We want both limits editable from the Settings menu, live, with the same either / or / both semantics the env already supports (each limit independently on or off). ADR-0008 already solved this exact shape for locations: mutable state in SQLite, env seeds an empty store, then the DB wins, and the collect loop re-reads it each cycle. The shared DB is how the two processes already coordinate location edits.

Decision

Move retention to DB-backed runtime state, mirroring ADR-0008.

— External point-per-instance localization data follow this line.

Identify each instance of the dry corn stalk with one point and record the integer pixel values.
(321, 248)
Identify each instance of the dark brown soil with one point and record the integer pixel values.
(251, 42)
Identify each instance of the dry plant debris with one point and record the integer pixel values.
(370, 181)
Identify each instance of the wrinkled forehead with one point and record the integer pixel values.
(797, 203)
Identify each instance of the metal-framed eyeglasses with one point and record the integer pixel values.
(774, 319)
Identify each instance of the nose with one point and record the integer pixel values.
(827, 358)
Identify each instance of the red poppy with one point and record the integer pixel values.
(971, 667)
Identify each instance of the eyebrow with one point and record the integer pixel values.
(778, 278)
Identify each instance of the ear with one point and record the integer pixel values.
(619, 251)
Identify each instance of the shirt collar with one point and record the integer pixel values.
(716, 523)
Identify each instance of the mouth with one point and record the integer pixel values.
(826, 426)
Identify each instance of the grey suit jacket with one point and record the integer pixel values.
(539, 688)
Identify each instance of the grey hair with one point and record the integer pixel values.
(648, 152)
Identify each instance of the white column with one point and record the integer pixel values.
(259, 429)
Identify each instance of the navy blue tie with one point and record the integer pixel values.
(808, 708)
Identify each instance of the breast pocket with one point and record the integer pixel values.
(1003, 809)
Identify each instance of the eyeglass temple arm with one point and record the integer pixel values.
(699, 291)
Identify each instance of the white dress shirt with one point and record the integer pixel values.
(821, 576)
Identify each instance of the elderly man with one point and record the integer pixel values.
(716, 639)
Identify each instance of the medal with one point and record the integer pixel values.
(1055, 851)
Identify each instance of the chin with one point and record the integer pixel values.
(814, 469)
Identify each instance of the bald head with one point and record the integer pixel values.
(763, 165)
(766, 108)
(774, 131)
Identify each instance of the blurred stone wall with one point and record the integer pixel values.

  • Singleton retention_settings row (id = 1, max_age_days REAL, max_size_bytes INTEGER, updated_at) in the existing SQLite DB. NULL for either column = that limit off, matching the env semantics. Table lives in db.init_db's base schema alongside the other core tables.
  • Env becomes seed/bootstrap only. On bootstrap, if the row is absent it is seeded from the env-derived Config values (store/settings.ensure_retention_seeded). Once it exists the DB is the source of truth and the env is ignored — exactly like locations. Existing deploys seed from their current .env on upgrade, so there is no behavior change.
  • Prune reads the live policy. select_candidates / run_prune take an explicit RetentionPolicy instead of reading config.retention_* (config still supplies on-disk paths). The collect loop fetches settings.get_retention(conn) each prune pass and gates on policy.active; the CLI prune and the backfill age-window warning read it the same way. A UI edit therefore takes effect on the next prune pass, across both processes, with no restart.
  • Validation shared by the writer and the API: age >= 0 (0 or blank → off), size > 0 (blank → off). The API speaks GB and converts to bytes at its boundary; storage is always bytes. Both limits off is allowed (an explicitly unbounded archive).
  • GET / PUT /api/retention mirror the location endpoints (Pydantic body, ValueError → HTTP 400, per-request connection). PUT is a full replace; a null field turns that limit off. No auth, consistent with the other endpoints and the LAN-first, not-life-safety framing (CLAUDE.md).

Consequences

  • Config.retention_* is now seed-only input; the live policy is read from the store. Config.retention_active is superseded by RetentionPolicy.active.
  • A change made in the UI is picked up within one prune_interval (default 1h) by the running collector — prune_interval itself stays env config (operational, not a per-user setting).
  • An un-bootstrapped connection (e.g. a backfill worker on a brand-new DB before serve seeds it) reads as "no limits" rather than raising — a safe default (prune no-op).
  • No new file format / cross-process IPC: the shared DB already provides transactions + WAL concurrency, the same machinery locations rely on.

Alternatives considered

  • Live env re-read. Rejected: process env isn't reloadable without a restart and can't cross the serve/collect process boundary — the limitation this removes.
  • Signal-based config reload. Rejected: needless cross-process signaling machinery when both processes already share the DB.
  • Env stays authoritative, DB only fills gaps. Rejected: a three-state-per-field model (env-set vs db-set vs default) where the UI silently can't change an env-pinned value — diverges from the locations model for no real gain.